Trump also said he wants payments larger than the $1,200 the government sent to most individuals earlier this year. He did not say how big he'd like the payments to be.
Trump complained about creating disincentives for people to go back to work, but appeared to be confusing the direct federal payments with a $600-per-week federal supplement for anyone collecting state unemployment benefits.
The $600 federal unemployment benefit runs out at the end of July and lawmakers are deciding whether to extend it. Republicans have argued against doing so, saying it created a situation where some people made more money collecting unemployment than they would if they had returned to work.
"We had something where they wanted, where it gave you a disincentive to work last time. And it was still money going to people and helping people so I was all for that," Trump said during an interview with Fox Business Network. "But we want to create a very great incentive to work. So we're working on that and I'm sure we'll all come together."
The president also said he wants an easier distribution process free of some of the glitches that plagued the first round.
"I want the money getting to people to be larger so they can spend it. I want the money to get there quickly and in a non-complicated fashion," Trump said.
In May, Democrats pushed a $3 trillion coronavirus relief bill through the House, including almost $1 trillion for state and local governments and another round of $1,200 direct payments to individuals, along with help for the unemployed, renters and homeowners, college debt holders and the Postal Service.
Republicans mocked the bill as a bloated Democratic wish-list and it was dead on arrival in the GOP-led Senate.
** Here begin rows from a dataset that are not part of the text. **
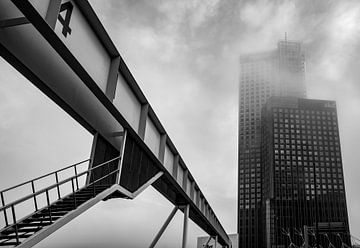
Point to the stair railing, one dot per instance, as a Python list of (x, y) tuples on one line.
[(35, 193)]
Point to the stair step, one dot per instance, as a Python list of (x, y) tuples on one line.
[(20, 230), (31, 224), (13, 236), (47, 219), (8, 243)]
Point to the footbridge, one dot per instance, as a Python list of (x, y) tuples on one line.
[(62, 48)]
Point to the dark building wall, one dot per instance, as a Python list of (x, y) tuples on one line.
[(262, 75), (302, 170)]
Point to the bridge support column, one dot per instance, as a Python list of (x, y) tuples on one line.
[(186, 222), (162, 229)]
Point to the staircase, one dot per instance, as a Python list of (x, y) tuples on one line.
[(29, 230)]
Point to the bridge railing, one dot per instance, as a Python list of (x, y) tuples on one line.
[(14, 211)]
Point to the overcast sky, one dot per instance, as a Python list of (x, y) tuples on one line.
[(184, 55)]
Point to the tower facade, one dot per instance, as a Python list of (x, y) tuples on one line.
[(280, 72), (303, 182)]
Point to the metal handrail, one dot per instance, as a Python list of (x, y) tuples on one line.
[(39, 210), (55, 184), (47, 189), (43, 176)]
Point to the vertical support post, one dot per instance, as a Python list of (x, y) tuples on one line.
[(143, 117), (162, 229), (53, 12), (306, 237), (33, 190), (3, 204), (176, 164), (112, 78), (186, 222), (185, 178), (162, 148), (121, 157)]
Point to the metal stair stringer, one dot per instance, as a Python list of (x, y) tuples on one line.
[(46, 231)]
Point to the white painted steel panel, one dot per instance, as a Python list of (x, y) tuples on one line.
[(37, 54), (152, 137), (180, 176), (127, 103), (188, 186), (169, 160), (85, 46), (9, 11)]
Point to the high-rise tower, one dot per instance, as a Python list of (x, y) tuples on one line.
[(303, 182), (280, 72)]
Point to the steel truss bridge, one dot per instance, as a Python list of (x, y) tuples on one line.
[(62, 48)]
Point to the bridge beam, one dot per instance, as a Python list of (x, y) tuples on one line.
[(163, 228)]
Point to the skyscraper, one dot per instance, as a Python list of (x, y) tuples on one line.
[(280, 72), (303, 181)]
Republicans have said they want to see how $3 trillion in previously approved coronavirus relief is working before authorizing additional spending.
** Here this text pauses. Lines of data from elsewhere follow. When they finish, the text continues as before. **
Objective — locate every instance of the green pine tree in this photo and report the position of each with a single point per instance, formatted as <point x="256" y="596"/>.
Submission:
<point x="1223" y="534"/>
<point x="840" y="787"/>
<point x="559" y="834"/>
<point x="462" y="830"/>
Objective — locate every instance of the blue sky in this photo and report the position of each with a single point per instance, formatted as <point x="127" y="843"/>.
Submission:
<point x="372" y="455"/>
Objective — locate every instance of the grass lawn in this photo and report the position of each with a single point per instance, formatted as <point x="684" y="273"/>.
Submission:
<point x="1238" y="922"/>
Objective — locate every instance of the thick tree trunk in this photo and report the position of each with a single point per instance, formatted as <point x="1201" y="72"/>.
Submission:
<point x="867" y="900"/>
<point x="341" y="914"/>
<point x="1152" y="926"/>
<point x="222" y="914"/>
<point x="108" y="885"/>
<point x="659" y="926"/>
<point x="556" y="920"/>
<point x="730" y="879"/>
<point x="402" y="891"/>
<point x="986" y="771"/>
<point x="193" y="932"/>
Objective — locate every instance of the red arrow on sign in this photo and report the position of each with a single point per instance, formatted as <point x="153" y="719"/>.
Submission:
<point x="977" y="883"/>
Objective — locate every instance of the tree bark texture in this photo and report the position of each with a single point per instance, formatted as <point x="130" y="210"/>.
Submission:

GOP leaders also wanted to assess how states were reopening their economies before deciding on a new round of economic assistance, but many states are experiencing alarming spikes in coronavirus infections and have delayed or rolled back aspects of their reopening.
Trump and top Republicans like Senate Majority Leader Mitch McConnell, R-Ky., insist the next measure protect businesses that are reopening from liability lawsuits. Democrats oppose that. Trump also wants a payroll tax cut, which Democrats also oppose and some GOP leaders do not yet support.
On the question of a fourth round of assistance, Trump said in May: "Phase Four is going to happen. But it's going to happen in a much better way for the American people."